Stephen D. Silberstein, MD, reported online as part of the 2020 American Academy of Neurology Science Highlights.
He presented a retrospective analysis of spontaneous postmarketing reports to the Food and Drug Administration Adverse Events Reporting System (FAERS) for Aimovig (erenumab-aooe), Ajovy (fremanezumab-vfrm), and Emgality (galcanezumab-gnlm).
The top-10 lists of adverse events for all three monoclonal antibodies targeting CGRP were skewed heavily towards injection-site reactions, such as injection-site pain, itching, swelling, and erythema. The rates were relatively low. For example, injection-site pain was reported at a rate of 2.94 cases per 1,000 patients exposed to erenumab, 0.8/1,000 for fremanezumab, and 4.9/1,000 for galcanezumab, according to Dr. Silberstein, professor of neurology and director of the headache center at Sidney Kimmel Medical College, Philadelphia.
Migraine, headache, and drug ineffectiveness were in the top 10 for all three medications, as is typical in FAERS reports, since no drug is effective in everyone. These events were reported at rates of 1-5/1,000 exposed patients. Constipation was reported in association with the use of erenumab at a rate of 4.9 cases/1,000 patients, but did not reach the top-10 lists for the other two CGRP antagonists.

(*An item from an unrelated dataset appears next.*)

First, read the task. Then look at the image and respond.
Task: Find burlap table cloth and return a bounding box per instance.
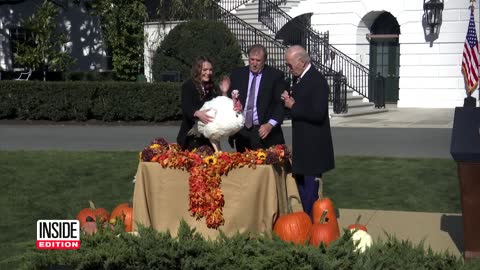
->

Notably, cardiovascular events were not among the top-10 adverse events reported for any of the novel preventive agents.
“These results will be practice changing, since some physicians have been holding back from prescribing these drugs pending the results of this sort of longer-term safety data,” Dr. Silberstein predicted in an interview.

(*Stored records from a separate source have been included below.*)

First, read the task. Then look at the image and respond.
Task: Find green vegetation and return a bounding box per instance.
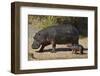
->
[28,15,88,37]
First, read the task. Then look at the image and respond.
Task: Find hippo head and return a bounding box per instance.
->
[32,32,44,49]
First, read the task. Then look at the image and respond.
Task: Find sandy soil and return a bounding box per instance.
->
[28,26,88,60]
[28,38,88,60]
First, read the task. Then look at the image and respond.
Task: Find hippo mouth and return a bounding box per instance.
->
[32,40,40,49]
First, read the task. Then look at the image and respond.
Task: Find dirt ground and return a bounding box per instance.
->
[28,26,88,60]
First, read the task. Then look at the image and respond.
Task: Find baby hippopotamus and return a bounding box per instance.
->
[71,44,84,54]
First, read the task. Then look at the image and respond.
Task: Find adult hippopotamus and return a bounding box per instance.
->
[32,24,79,52]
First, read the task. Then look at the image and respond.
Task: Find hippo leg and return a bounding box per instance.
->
[39,45,45,52]
[51,41,56,53]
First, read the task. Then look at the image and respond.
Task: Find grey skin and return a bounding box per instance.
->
[32,24,79,52]
[71,44,84,54]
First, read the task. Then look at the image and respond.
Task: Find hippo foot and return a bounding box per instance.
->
[38,50,43,53]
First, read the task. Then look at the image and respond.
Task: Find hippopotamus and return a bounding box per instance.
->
[32,24,79,52]
[71,44,84,54]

Asked to comment on the FAERS study, neurologist Holly Yancy, DO, said that she found the findings unsurprising because the adverse effects were essentially as expected based upon the earlier favorable clinical trials experience.
“These medications are living up to the expectations for good tolerability that were in place when they were initially approved by the FDA just under 2 years ago,” said Dr. Yancy, a headache specialist at the Banner–University Medicine Neuroscience Institute in Phoenix.

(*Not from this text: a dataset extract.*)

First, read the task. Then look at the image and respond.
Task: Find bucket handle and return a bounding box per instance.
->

“Injection-site reactions were anticipated. Clinically, I’ve found that if the medications reduce migraine days and severity, patients find the risk of temporary pain, redness, or itching at the injection site is an easy trade off,” she added.
CGRP is a vasoactive peptide. There has been a theoretic concern that its pharmacologic inhibition for prevention of migraine could lead to an increased risk of adverse cardiovascular events, especially in individuals with coronary disease or a history of stroke. The absence of any such signal during the first 6 months of widespread clinical use of the CGRP inhibitors is highly encouraging, although this is an issue that warrants longer-term study, Dr. Yancy continued.
These drugs, which were expressly designed for migraine prevention, are a considerable advance over what was previously available in her view. They’re equally or more effective and considerably better tolerated than the preventive medications physicians had long been using off label, including antidepressants, antiepileptics, and cardiac drugs.
Dr. Silberstein reported financial relationships with close to two dozen pharmaceutical companies. Dr. Yancy reported serving on speakers’ bureaus for Amgen and Novartis.